Motto | Luceas sicut luminare |
---|---|
Type | Major Seminary |
Established | 1609 |
Rector | V. Rev. Aleixo Menezes |
Students | 95 |
Location |
Rachol, Margao, Goa, India 15°18′36″N 74°0′5″E / 15.31000°N 74.00139°E |
Campus | Urban |
The Rachol Seminary, also known today as the Patriarchal Seminary of Rachol (known as Raiturchi Patriarkal Siminar in Konkani, the native language of Goa; Seminário de Rachol in Portuguese), is the diocesan major seminary of the Primatial Catholic Archdiocese of Goa and Daman.
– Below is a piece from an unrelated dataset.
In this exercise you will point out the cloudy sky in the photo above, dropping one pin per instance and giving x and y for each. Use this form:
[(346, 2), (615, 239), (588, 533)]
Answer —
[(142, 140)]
The edifice that presently houses the seminary was constructed by the Jesuits with donations from the boy-king of Portugal, Dom Sebastião, in the area occupied originally by a Muslim fortress.
The foundation stone for the main quadrangular portion was blessed and laid on 1 November 1606 by Fr. Gaspar Soares. Three years later, on 31 October 1609, with the solemn celebration of the Vespers, the “College of All Saints” (Colégio de Todos os Santos) was blessed and inaugurated. Somewhere between 1622 and 1640, the name of the College was changed to "College of St. Ignatius" (Colégio de S. Inácio). The change was to pay homage to St. Ignatius of Loyola, the founder of the Jesuit Order, who had been canonized in 1622. The retable of the main altar of the Seminary Church testifies to this fact. The Seminary community still celebrates the feast of St. Ignatius, the titular of the Seminary Church, with a solemn high mass with Gregorian chant.
This festivity is preceded by a novena of preparation for the locals around and a week-long Retreat (Spiritual Exercises) for the seminarians. The Seminary also possesses a 19th-century Pipeorgan, that is played during liturgical services.
The Jesuits controlled the College for a century and a half. Having begun as a school for the training of natives, it gradually adopted the curriculum for training Jesuits and later even secular priests from 1646.